За все эти годы он получил от жены всего шесть писем. Верные друзья написали: жена спуталась с директором гостиницы "Восток". Искала легкой жизни. Отреклась от него, а вместе с ней ушла и всякая надежда на другую жизнь. Такую горечь нельзя было выплакать слезами. Было обидно за свою непутевую жизнь. За жену, за дочку. За дочку больше. Вырастет и отца знать не будет. И хотя говорят, что воры не плачут, Наизов плакал. Закусив до крови губы, чтобы никто не слышал его стонов, он прятал голову под подушку и тихо рыдал. Если в бараке увидят, уважать перестанут. Не поймут, что вор тоже человек. И так же по-тихому он зверел, за три года превратившись в существо, которое уже не могло не убивать. Он только и жил желанием отомстить тому, кто запрятал его сюда, менту Тютину. С этой мыслью Наизов ложился спать и с этой же мыслью вставал рано утром под лай собак.

Кое-кто из авторитетных зэков говорил ему, что за те двенадцать лет, которые ему осталось отсидеть, он будет думать совсем по-другому. Но Наизов верил, что скоро сумеет выйти на свободу.

Его сосед по нарам, рязанский авторитет Серега Щеголь, не удержался, как-то заговорил об этом, но Наизов ничего не ответил.
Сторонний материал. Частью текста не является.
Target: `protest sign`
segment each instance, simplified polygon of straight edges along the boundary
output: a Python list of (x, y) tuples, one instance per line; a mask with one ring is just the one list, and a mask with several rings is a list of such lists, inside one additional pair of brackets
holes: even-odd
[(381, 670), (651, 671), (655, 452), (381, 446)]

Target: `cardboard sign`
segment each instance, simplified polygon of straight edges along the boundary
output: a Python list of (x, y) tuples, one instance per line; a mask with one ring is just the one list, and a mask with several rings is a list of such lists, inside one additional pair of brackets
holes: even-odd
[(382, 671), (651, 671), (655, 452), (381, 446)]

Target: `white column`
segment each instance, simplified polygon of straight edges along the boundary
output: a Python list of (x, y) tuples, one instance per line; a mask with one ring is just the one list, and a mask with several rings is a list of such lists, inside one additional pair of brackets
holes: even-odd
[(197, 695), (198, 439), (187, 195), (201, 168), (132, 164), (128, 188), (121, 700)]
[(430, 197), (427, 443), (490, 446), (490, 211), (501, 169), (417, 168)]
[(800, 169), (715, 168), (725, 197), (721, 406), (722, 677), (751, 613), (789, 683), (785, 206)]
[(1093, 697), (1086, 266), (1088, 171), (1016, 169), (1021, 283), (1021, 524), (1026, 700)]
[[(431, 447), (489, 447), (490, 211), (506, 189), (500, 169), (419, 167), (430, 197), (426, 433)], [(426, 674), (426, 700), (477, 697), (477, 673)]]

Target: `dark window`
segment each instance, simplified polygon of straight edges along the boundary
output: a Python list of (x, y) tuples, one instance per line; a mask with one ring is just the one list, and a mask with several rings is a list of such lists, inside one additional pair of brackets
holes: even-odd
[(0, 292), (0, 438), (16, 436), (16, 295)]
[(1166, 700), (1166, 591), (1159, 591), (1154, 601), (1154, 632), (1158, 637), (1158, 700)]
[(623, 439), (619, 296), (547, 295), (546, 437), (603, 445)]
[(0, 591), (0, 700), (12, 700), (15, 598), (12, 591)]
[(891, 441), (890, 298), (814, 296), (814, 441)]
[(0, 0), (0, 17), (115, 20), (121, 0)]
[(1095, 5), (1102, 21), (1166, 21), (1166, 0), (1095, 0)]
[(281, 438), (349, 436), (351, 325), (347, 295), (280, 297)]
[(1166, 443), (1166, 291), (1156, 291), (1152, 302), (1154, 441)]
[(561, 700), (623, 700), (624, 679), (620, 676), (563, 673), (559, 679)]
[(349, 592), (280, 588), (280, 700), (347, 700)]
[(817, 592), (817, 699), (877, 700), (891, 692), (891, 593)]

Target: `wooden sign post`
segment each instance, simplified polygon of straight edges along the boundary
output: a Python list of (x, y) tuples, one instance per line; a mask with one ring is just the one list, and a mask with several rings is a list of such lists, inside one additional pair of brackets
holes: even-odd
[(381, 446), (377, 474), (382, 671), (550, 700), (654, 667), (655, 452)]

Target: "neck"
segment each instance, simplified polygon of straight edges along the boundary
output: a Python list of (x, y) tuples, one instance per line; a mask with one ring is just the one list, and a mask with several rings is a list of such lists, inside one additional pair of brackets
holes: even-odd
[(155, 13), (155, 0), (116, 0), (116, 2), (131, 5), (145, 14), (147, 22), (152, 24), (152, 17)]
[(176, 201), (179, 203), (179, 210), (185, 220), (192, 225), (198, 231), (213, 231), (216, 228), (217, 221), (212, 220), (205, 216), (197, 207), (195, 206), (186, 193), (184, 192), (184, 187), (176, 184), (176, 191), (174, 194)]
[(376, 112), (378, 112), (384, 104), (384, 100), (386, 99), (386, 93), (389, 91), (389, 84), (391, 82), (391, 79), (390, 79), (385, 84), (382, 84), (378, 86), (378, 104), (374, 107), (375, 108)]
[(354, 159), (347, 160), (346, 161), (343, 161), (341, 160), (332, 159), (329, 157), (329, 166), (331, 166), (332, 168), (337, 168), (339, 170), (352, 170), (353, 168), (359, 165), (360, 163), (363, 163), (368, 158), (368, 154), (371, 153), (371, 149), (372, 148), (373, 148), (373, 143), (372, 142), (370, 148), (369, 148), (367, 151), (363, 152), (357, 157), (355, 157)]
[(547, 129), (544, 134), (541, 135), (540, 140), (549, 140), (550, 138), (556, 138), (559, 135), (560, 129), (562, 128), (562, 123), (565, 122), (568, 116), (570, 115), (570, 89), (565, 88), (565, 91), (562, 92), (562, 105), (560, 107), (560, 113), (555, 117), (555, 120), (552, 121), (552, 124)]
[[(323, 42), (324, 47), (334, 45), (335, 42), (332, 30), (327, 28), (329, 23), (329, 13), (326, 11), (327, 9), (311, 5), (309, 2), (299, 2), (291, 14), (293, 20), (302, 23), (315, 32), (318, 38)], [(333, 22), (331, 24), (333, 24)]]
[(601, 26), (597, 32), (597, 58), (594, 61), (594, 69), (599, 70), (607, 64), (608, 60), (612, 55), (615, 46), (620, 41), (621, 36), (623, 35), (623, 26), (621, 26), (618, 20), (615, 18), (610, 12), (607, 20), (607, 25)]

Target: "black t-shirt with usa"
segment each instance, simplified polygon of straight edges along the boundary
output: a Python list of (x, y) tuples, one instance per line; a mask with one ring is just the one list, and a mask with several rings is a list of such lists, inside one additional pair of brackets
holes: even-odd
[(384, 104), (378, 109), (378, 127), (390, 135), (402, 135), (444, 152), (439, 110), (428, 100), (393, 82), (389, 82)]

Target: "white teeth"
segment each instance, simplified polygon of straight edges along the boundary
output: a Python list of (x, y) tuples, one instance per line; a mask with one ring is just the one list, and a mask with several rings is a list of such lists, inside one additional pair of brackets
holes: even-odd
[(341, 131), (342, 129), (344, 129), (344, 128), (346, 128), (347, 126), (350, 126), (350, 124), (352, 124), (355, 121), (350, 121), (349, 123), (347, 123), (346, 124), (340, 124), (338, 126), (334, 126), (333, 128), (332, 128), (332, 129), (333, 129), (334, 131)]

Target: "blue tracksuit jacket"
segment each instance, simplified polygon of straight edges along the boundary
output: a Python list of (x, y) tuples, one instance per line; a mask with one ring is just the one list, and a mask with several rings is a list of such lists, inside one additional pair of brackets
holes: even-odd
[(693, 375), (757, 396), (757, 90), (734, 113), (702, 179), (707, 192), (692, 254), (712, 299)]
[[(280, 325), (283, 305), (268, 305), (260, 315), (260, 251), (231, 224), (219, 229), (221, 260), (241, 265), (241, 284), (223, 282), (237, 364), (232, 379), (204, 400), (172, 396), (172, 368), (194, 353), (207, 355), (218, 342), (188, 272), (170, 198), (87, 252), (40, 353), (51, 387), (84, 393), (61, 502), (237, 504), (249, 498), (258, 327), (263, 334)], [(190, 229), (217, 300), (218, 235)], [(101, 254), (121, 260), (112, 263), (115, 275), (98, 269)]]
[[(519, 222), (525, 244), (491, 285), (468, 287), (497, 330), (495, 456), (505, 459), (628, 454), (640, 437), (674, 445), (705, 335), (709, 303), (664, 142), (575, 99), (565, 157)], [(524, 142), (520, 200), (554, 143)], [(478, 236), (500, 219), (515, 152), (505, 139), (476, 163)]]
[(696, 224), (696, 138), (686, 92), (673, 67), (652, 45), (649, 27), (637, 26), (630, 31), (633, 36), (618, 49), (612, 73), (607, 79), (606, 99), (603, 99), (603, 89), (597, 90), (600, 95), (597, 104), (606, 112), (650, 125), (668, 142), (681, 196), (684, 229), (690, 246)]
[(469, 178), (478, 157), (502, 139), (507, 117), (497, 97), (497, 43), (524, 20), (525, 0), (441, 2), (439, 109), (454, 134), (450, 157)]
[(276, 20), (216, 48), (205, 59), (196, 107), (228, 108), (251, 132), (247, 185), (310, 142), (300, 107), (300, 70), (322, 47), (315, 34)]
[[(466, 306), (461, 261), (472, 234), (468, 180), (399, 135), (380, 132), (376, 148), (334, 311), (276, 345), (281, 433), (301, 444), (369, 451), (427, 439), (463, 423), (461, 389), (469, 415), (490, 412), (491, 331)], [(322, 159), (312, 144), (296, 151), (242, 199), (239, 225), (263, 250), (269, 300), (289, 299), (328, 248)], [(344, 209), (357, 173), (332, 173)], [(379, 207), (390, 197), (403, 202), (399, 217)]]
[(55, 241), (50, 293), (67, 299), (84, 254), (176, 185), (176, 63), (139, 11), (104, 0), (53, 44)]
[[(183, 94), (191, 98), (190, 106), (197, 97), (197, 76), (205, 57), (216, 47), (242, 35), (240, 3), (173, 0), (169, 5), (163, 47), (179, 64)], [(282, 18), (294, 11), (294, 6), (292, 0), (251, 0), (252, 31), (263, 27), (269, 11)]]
Да и преждевременно было пока говорить об этом.

В зоне находились три цеха небольшой мебельной фабрики. Не сказать, чтобы эта фабрика завалила отечественный рынок своей продукцией, но хлеб зэки жрали не зря. На работу ходили все, и никакой поблажки авторитетам от начальства колонии не было. Порядок был железный. Если по какой-то причине свою норму не выполнил сегодня, то завтра выполнишь уже полторы, а то и две. Что и говорить, условия не санаторные. Есть претензии – пожалуйте в карцер. И собаки… Они были кругом. Под их злобный лай колония ложилась спать и вставала. Собаки и изнурительная, адская работа, на которой почему-то частенько случались несчастья с авторитетами и несговорчивыми зэками. Приезжали разные комиссии, ходили, глядели, но администрации все ничего. И скоро выяснилось, что Наизов не одинок в своих подозрениях по поводу происходящего.
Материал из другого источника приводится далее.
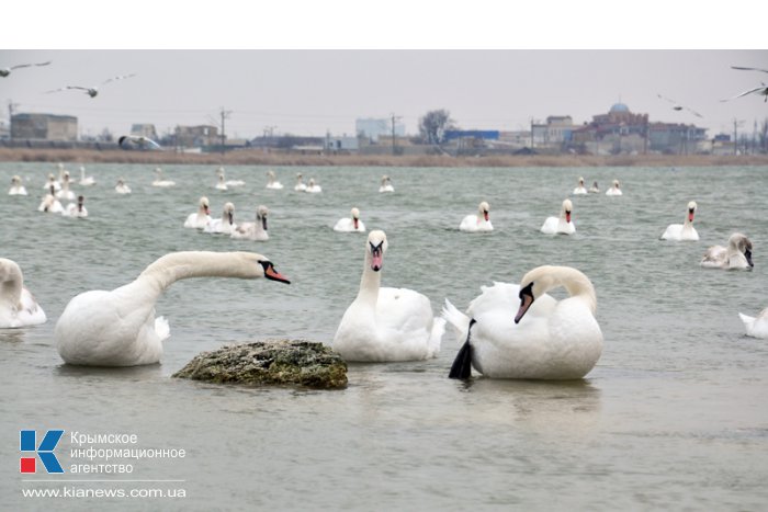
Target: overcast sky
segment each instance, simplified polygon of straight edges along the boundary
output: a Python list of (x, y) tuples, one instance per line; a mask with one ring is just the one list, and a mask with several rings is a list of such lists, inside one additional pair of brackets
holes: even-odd
[[(749, 20), (753, 18), (759, 16)], [(485, 19), (489, 27), (498, 26), (494, 13), (486, 13)], [(56, 21), (55, 13), (52, 20), (49, 24)], [(137, 20), (144, 18), (134, 15), (133, 21)], [(520, 19), (517, 20), (520, 24)], [(123, 32), (118, 32), (116, 43), (103, 35), (109, 27), (99, 25), (101, 32), (95, 32), (95, 37), (89, 36), (90, 44), (116, 48), (168, 46), (151, 37), (156, 25), (145, 25), (143, 21), (132, 24), (131, 18), (124, 21), (127, 29), (120, 25)], [(302, 23), (306, 22), (303, 19)], [(383, 24), (386, 23), (384, 19)], [(623, 30), (640, 30), (640, 25), (646, 26), (647, 22), (625, 25)], [(351, 37), (347, 34), (343, 45), (334, 44), (335, 26), (339, 25), (323, 30), (317, 41), (314, 38), (317, 27), (307, 32), (301, 25), (293, 27), (295, 41), (286, 38), (291, 34), (284, 32), (278, 32), (274, 37), (278, 46), (287, 48), (313, 48), (314, 43), (341, 48), (402, 47), (387, 44), (386, 39), (371, 42), (354, 34)], [(380, 25), (375, 26), (381, 30)], [(419, 117), (434, 109), (448, 110), (465, 129), (518, 130), (530, 127), (532, 120), (543, 121), (549, 115), (571, 115), (574, 123), (581, 124), (622, 102), (632, 112), (647, 113), (651, 121), (697, 124), (709, 128), (712, 136), (732, 133), (734, 120), (743, 121), (744, 129), (752, 130), (756, 120), (759, 123), (768, 117), (764, 96), (752, 94), (720, 101), (757, 87), (760, 81), (768, 83), (766, 72), (731, 69), (731, 66), (768, 69), (766, 49), (21, 49), (88, 47), (81, 44), (82, 32), (77, 29), (74, 24), (61, 31), (60, 38), (56, 32), (52, 36), (48, 31), (43, 42), (31, 39), (27, 32), (0, 39), (0, 47), (18, 48), (0, 49), (0, 68), (53, 61), (47, 67), (16, 69), (0, 78), (0, 120), (8, 120), (8, 104), (12, 102), (20, 113), (77, 116), (83, 135), (97, 135), (103, 128), (122, 135), (134, 123), (153, 123), (165, 134), (176, 125), (219, 124), (224, 109), (229, 112), (228, 136), (256, 137), (266, 127), (273, 127), (275, 134), (320, 136), (330, 130), (334, 135), (353, 135), (355, 118), (394, 114), (413, 134), (418, 130)], [(171, 34), (171, 29), (165, 32), (166, 36)], [(253, 31), (261, 34), (263, 29), (261, 18)], [(542, 36), (551, 29), (561, 32), (560, 38), (554, 39), (556, 46), (572, 46), (567, 35), (564, 41), (558, 26), (545, 24), (537, 26), (540, 38), (533, 43), (542, 47), (547, 45), (537, 42), (551, 44), (547, 36)], [(473, 25), (471, 30), (478, 34), (481, 44), (494, 47), (495, 39), (488, 44), (482, 37), (484, 25)], [(643, 31), (653, 32), (653, 26)], [(659, 32), (663, 31), (664, 26), (659, 26)], [(121, 39), (120, 35), (126, 32), (133, 36)], [(182, 32), (179, 44), (171, 46), (190, 44), (189, 32)], [(589, 26), (586, 32), (592, 33)], [(197, 42), (192, 46), (222, 44), (216, 38), (222, 31), (205, 36), (192, 33), (192, 41)], [(76, 34), (74, 41), (71, 34)], [(271, 34), (275, 32), (267, 33), (266, 37)], [(99, 44), (102, 41), (104, 44)], [(405, 34), (400, 41), (397, 27), (393, 29), (389, 41), (425, 46), (413, 43)], [(475, 47), (470, 44), (472, 41), (458, 37), (454, 45), (447, 47)], [(591, 41), (587, 38), (587, 44)], [(693, 41), (698, 39), (693, 37)], [(439, 38), (436, 42), (426, 46), (445, 44)], [(239, 39), (231, 42), (224, 37), (223, 44), (242, 47)], [(251, 47), (255, 46), (267, 45), (257, 39)], [(46, 93), (67, 86), (98, 86), (109, 78), (129, 73), (135, 76), (103, 86), (93, 99), (76, 90)], [(657, 96), (659, 93), (703, 118), (685, 110), (674, 111), (670, 103)]]

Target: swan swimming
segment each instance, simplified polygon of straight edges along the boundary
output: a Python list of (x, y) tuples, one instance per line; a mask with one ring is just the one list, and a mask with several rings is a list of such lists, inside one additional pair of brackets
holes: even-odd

Однажды они шли утром, как всегда, на работу, и вдруг Серега Щеголь, невысокий крепыш со шрамом во всю левую щеку, подбежал к похожему на цыгана капитану-оперу.

Шедшие рядом зэки тоже остановились. Что это со Щеголем? Наизов даже тронул Серегу за плечо.
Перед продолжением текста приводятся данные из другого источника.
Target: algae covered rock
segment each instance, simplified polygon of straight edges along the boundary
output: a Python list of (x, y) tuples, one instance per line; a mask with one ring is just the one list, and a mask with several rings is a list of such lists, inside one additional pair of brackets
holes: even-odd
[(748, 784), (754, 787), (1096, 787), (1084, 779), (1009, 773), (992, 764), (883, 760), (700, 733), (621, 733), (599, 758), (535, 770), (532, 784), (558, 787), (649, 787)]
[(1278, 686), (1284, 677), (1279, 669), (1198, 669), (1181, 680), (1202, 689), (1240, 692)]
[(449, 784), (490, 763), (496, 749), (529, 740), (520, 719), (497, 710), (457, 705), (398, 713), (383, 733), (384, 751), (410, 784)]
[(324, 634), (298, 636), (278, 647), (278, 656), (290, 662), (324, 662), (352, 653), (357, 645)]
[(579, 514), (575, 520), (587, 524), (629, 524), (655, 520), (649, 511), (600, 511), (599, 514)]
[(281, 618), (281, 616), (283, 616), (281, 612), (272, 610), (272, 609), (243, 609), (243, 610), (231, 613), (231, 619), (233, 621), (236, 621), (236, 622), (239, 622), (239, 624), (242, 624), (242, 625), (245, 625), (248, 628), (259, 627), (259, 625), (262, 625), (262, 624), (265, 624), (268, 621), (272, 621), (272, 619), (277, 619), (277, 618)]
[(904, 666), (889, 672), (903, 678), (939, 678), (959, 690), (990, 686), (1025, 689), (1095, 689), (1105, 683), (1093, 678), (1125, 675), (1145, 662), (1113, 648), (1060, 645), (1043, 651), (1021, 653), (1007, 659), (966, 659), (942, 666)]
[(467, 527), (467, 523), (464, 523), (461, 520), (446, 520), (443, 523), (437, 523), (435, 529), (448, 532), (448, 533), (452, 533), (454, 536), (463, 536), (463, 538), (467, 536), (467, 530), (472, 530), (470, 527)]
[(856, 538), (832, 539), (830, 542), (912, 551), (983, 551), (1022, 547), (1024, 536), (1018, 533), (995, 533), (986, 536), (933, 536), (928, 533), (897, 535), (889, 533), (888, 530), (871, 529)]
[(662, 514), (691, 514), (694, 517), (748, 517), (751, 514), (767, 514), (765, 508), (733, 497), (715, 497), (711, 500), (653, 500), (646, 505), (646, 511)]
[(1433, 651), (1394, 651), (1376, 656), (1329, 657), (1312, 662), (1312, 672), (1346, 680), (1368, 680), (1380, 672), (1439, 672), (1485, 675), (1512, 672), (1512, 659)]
– Ты чего, Щеголь? Кайф словить от формы хочешь?

– Погоди. – Упрямый Серега Щеголь подошел так близко к капитану, что тот поморщился от тошнотворного запаха, исходившего от зэка, но взгляда не отвел, смотрел прямо в глаза, чуть прищурившись.

Чувствуя, что намечается буза, Наизов попробовал увести Серегу.

– Брось, Серега. Пошли. Хватит тебе в бутылку лезть.

– Отвали, Наиз, – огрызнулся Щеголь, такого ничем не напугаешь, да и знает он, капитан без оружия, значит, пулю в лобак не словишь. А карцером Серегу не проймешь…

– Начальник, где Толян Апойцев?

Капитан молча продолжал сверлить Серегу взглядом, полным ненависти. С ним были прапорщик и два молоденьких солдата, откормленных, как бычки. На случай рукопашной схватки таких не одолеешь. Да Прошка – главный сука, беспредельщик. На руку начальству дела черные в зоне творит, гад.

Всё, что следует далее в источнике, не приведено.